Big alternating in/out fluxes along sloped water table boundary
I am using iTOUGH2-ECO2N to investigate upwelling of CO2-laden brine into a shallow aquifer system, but I am having a problem with the initialization of the flow model and would appreciate some help figuring out how to solve it. I am using a 2-D grid, with two layers representing two aquifers that are flat for a while before sloping upward toward the ground surface.
To set the top boundary as a sloped water table (constrained by previously estimated head distributions in the aquifers), I replaced the nodes above the water table elevation with a single water-saturated element that I set to have a large volume, a small nodal distance, and an atmospheric pressure. The left boundary was likewise set to a constant hydrostatic pressure distribution via large-volume, small-distance water-saturated nodes. The other two boundaries were no-flow, as justified by the local geology.
When I run this simulation for a long period of time, I get a pressure distribution that makes sense, and a head distribution (calculated as pressure minus elevation-times-specific-weight-of-water) that also makes sense, given that I'm trying to establish flow from left to right by implementing the sloped water table at the top. These pressure and head distributions are shown in Figures 1 and 2 attached.
However, in order to maintain the pressure conditions that I prescribed, the code calculates significant alternating fluxes into and out of the top boundary, as is shown in Figure 3. While the net water flow rate out of this boundary matches with the total inflow from the left boundary (shown in Figure 4), the alternating fluxes at the top have significant unwanted effects on transport within the system. This is exemplified by the very "jagged" salt plume that forms when I introduce salt and water sources along part of the bottom of the domain, as shown in Figure 5.
The fluxes seem to be related to the head drops that occur at each "stair step" along the sloped top boundary, so I refined the mesh to make these stair steps half their original size, but still got significant alternating fluxes (up to ~25 g/s, as opposed to a maximum of ~30 g/s in the first simulation).

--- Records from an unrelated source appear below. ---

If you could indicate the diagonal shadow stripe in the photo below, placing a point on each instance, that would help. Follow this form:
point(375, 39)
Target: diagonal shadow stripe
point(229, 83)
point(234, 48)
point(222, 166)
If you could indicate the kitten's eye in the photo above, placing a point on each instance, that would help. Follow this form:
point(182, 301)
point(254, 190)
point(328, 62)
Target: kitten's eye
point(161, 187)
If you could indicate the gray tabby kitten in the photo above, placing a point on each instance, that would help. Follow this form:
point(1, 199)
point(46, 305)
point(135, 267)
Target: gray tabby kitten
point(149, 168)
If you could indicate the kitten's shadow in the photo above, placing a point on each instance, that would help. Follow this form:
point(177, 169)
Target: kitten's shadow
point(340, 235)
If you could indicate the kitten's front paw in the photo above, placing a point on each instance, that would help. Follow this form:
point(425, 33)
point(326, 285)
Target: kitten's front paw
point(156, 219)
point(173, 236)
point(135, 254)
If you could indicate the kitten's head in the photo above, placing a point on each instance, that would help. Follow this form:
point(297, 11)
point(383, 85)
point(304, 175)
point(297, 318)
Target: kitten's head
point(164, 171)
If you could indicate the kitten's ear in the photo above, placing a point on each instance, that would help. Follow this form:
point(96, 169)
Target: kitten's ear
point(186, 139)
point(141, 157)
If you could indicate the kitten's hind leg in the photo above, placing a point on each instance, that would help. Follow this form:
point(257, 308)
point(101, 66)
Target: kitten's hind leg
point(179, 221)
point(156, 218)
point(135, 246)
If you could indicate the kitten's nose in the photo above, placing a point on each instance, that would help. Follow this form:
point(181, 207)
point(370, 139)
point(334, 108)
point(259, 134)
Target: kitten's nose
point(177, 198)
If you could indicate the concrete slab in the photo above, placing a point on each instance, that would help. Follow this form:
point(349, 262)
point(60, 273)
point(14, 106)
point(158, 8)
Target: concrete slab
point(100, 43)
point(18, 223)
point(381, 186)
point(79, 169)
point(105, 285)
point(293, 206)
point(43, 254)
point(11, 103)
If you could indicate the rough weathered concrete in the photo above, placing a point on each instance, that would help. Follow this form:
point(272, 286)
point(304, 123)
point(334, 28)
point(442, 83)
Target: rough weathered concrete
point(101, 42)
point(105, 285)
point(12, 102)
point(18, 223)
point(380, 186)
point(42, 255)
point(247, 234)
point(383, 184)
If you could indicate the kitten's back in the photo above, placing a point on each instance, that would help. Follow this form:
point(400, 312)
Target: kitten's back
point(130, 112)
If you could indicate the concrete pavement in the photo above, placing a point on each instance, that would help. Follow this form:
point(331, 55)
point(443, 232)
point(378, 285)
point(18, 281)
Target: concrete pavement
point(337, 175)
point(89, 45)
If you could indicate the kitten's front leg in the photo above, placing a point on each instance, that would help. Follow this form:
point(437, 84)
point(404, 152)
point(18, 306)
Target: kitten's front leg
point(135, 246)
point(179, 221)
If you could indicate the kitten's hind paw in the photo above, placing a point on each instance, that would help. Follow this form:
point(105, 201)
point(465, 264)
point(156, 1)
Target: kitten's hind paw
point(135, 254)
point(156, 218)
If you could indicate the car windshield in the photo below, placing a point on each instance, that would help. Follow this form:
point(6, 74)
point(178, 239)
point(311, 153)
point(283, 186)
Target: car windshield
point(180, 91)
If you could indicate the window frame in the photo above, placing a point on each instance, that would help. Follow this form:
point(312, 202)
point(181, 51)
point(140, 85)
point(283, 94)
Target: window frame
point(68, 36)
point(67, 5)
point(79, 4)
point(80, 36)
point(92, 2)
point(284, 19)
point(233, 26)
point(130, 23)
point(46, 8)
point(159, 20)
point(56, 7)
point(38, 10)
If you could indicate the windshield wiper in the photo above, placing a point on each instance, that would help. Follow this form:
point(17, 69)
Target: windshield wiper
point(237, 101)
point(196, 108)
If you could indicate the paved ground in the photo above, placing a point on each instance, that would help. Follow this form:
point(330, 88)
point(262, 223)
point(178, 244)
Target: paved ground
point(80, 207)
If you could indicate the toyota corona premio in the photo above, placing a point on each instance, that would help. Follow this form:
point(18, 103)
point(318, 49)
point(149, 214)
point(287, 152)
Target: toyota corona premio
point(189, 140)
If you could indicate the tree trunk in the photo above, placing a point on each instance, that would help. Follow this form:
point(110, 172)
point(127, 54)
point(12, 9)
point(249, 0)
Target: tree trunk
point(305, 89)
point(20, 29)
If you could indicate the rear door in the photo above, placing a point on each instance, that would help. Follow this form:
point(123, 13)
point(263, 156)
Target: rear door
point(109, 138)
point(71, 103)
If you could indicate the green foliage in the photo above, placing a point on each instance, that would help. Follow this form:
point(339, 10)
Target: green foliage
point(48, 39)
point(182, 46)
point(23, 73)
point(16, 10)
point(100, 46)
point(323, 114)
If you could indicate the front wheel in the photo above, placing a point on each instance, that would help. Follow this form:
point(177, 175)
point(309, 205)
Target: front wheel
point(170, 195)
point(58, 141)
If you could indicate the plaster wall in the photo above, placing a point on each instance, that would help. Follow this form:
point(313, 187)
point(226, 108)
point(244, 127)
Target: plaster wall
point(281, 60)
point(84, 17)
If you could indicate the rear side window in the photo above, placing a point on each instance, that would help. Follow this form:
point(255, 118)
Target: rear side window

Any help solving this problem would be greatly appreciated!
Thank you in advance,
I'm going to ask a couple of questions that likely won't get to the root of your issue, but I thought it could be a start, so please bear with me. : )
1. As a minor edit, have you considered using dummy elements on the left and upper boundary, instead of using large volumes? This would be an unlikely source of your problems unless you didn't set the volumes of the boundaries large enough.
2. Other than pressure, how are the remaining primary variables set for the left boundary?
3. How are the initial conditions set for the rest of the domain?
I can't promise I'll get to the bottom of your problem, but maybe if we put our heads together we can figure something out. : )
Thanks for your suggestions. Here are my responses:
- Yes, I tried dummy elements and didn't see any change. The 1e50 volume seems to be sufficient to keep the conditions steady.
- On both the top and left boundaries, water saturation is 1 and the salt concentration is set to a constant background value. Temperature is constant throughout the model. I also tried a truly "atmospheric" condition on the top boundary by setting a high gas saturation that would lead to high relative permeability for the gas phase and low relative permeability for the liquid phase, but this caused problems when CO2 started coming into the domain from the top.
- The initial conditions within the domain were much like the boundary conditions; that is, water saturation was set to 1 and salt concentration was set to the constant background value. Pressure inside the domain was given a global initial value of atmospheric, and then I ran TOUGH for a long time to let the pressure distribute according to the boundary conditions, which resulted in the pattern you see in Figure 1.
I appreciate your willingness to help, but I decided to change my approach to avoid the problem I was having. Instead of incorporating the sloped water table boundary, I cut off the domain at the lowest elevation of the boundary, and incorporated constant pressures in large-volume boundary nodes all along the top of the domain. This prevented me from having the "convex" shape of the water table, and from observing what happens above the elevation where I cut off the model, but I'm mostly concerned with the bottom part and the top-right corner anyway.
Please let me know if you think of anything else that's likely to solve the issue in my original model, otherwise I will continue working with the new version.
Thank you very much again for your time,